Container Semantics and Functional Style in D - functional-programming

Does containers in D have value or reference semantics by default? If they have reference semantics doesn't that fundamentally hinder the use of functional programming style in D (compared to C++11's Move Semantics) such as in the following (academic) example:
auto Y = reverse(sort(X));
where X is a container.

Whether containers have value semantics or reference semantics depends entirely on the container. The only built-in containers are dynamic arrays, static arrays, and associative arrays. Static arrays have strict value semantics, because they sit on the stack. Associative arrays have strict reference semantics. And dynamic arrays mostly have reference semantics. They're elements don't get copied, but they do, so they end up with semantics which are a bit particular. I'd advise reading this article on D arrays for more details.
As for containers which are official but not built-in, the containers in std.container all have reference semantics, and in general, that's how containers should be, because it's highly inefficient to do otherwise.
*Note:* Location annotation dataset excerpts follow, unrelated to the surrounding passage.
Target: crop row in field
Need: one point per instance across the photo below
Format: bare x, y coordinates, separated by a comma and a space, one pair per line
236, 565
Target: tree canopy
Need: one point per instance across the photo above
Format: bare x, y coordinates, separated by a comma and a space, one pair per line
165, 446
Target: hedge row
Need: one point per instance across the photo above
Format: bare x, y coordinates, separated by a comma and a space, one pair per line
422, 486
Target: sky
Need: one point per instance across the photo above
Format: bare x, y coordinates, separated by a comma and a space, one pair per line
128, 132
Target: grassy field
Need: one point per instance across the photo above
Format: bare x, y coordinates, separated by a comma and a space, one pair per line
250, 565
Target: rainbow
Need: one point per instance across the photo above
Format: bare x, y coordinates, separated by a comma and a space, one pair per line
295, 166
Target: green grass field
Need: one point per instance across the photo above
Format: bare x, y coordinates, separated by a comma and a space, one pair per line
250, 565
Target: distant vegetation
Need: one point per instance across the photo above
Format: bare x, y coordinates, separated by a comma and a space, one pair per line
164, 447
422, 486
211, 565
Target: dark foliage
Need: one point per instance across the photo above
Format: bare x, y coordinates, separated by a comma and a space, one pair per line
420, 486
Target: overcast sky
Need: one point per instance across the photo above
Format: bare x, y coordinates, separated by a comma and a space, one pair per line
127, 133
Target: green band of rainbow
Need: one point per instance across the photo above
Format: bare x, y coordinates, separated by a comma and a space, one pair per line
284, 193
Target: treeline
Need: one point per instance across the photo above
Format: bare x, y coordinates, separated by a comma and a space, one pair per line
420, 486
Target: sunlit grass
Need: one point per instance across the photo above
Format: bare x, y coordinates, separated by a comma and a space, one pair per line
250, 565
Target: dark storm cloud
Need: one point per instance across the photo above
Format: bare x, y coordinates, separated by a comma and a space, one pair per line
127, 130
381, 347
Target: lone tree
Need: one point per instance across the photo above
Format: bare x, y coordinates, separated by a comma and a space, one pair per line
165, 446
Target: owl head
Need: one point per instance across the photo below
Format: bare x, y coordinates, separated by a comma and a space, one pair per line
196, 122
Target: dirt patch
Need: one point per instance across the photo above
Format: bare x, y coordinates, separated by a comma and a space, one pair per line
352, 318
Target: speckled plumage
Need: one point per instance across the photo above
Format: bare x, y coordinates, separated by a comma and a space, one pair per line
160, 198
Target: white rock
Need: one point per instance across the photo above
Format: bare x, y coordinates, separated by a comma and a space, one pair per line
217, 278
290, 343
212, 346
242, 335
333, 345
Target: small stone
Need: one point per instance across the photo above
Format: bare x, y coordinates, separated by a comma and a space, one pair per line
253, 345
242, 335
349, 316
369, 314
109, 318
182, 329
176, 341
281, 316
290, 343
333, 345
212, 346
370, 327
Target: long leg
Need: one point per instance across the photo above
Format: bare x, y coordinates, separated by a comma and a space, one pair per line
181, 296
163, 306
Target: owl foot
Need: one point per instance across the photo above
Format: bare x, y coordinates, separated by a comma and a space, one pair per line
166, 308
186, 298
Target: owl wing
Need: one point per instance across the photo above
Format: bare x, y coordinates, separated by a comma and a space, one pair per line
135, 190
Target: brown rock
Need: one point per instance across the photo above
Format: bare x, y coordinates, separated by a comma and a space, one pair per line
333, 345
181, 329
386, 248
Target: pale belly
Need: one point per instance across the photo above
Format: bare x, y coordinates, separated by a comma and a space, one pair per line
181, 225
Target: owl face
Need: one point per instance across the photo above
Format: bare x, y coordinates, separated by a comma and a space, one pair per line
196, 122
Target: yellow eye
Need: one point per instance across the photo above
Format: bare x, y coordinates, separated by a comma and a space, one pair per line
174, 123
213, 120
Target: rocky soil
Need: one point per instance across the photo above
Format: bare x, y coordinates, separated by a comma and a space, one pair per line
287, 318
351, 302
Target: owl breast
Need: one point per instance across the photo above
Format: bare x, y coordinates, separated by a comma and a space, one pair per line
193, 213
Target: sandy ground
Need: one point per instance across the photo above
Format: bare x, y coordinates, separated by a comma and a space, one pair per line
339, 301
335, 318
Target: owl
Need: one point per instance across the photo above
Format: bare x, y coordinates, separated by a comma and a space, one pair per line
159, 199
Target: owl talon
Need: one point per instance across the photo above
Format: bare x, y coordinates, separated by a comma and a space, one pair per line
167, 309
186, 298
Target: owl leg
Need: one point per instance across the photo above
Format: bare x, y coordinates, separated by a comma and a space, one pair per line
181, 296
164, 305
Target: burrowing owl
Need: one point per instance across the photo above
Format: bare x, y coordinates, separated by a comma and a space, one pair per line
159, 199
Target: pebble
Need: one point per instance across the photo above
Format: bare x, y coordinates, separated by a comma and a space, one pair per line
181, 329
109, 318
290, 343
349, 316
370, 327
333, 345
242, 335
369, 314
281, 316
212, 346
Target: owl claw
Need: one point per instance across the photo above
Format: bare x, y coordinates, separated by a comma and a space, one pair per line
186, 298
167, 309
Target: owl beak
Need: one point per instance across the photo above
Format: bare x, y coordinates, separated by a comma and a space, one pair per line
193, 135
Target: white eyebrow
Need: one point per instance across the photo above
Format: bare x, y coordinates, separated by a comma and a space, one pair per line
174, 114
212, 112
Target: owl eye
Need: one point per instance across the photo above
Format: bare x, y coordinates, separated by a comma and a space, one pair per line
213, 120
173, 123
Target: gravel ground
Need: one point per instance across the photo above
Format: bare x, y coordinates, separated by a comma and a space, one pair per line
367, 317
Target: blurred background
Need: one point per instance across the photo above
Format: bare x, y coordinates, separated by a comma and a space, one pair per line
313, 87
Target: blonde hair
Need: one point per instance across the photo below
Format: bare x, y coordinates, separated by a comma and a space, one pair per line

But since anyone can implement their own containers, anyone can create containers which are value types if they want to.
However, like C++, D does not take the route of having algorithms operate on containers, so as far as algorithms go, whether containers have reference or value semantics is pretty much irrelevant. In C++, algorithms operate on iterators, so if you wanted to sort a container, you'd do something like sort(container.begin(), container.end()). In D, they operate on ranges, so you'd do sort(container[]). In neither language would you actually sort a container directly. Whether containers themselves have value or references semantics is therefore irrelevant to your typical algorithm.
However, D does better at functional programming with algorithms than C++ does, because ranges are better suited for it. Iterators have to be passed around in pairs, which doesn't work very well for chaining functions. Ranges, on the other hand, chain quite well, and Phobos takes advantage of this. It's one of its primary design principles that most of its functions operate on ranges to allow you to do in code what you typically end up doing on the unix command line with pipes, where you have a lot of generic tools/functions which generate output which you can pipe/pass to other tools/functions to operate on, allowing you to chain independent operations to do something specific to your needs rather than relying on someone to have written a program/function which did exactly what you want directly. Walter Bright discussed it recently in this article.
So, in D, it's easy to do something like:
auto stuff = sort(array(take(map!"a % 1000"(rndGen()), 100)));
or if you prefer UFCS (Universal Function Call Syntax):
auto stuff = rndGen().map!"a % 1000"().take(100).array().sort();
In either case, it generates a sorted list of 100 random numbers between 0 and 1000, and the code is in a functional style, which C++ would have a much harder time doing, and libraries which operate on containers rather than iterators or ranges would have an even harder time doing.

In-Built Containers
The only in-built containers in D are slices (also called arrays/dynamic arrays) and static arrays. The latter have value semantics (unlike in C and C++) - the entire array is (shallow) copied when passed around.
As for slices, they are value types with indirection, so you could say they have both value and reference semantics.
Imagine T[] as a struct like this:
struct Slice(T)
{
size_t length;
T* ptr;
}
Where ptr is a pointer to the first element of the slice, and length is the number of elements within the bounds of the slice. You can access the .ptr and .length fields of a slice, but while the data structure is identical to the above, it's actually a compiler built-in and thus not defined anywhere (the name Slice is just for demonstrative purposes).
Knowing this, you can see that copying a slice (assign to another variable, pass to a function etc.) just copies a length (no indrection - value semantics) and a pointer (has indirection - reference semantics).
In other words, a slice is a view into an array (located anywhere in memory), and there can be multiple views into the same array.
Algorithms
sort and reverse from std.algorithm work in-place to cater to as many users as possible. If the user wanted to put the result in a GC-allocated copy of the slice and leave the original unchanged, that can easily be done (X.dup). If the user wanted to put the result in a custom-allocated buffer, that can be done too. Finally, if the user wanted to sort in-place, this is an option. At any rate, any extra overhead is made explicit.
However, it's important to note that most algorithms in the standard library don't require mutation, instead returning lazily-evaluated range results, which is characteristic of functional programming.
User-Defined Containers
When it comes to user-defined containers, they can have whatever semantics they want - any configuration is possible in D.
The containers in std.container are reference types with .dup methods for making copies, thus slightly emulating slices.

Related

how do functional languages handle manipulating array arguments if arguments are non mutable?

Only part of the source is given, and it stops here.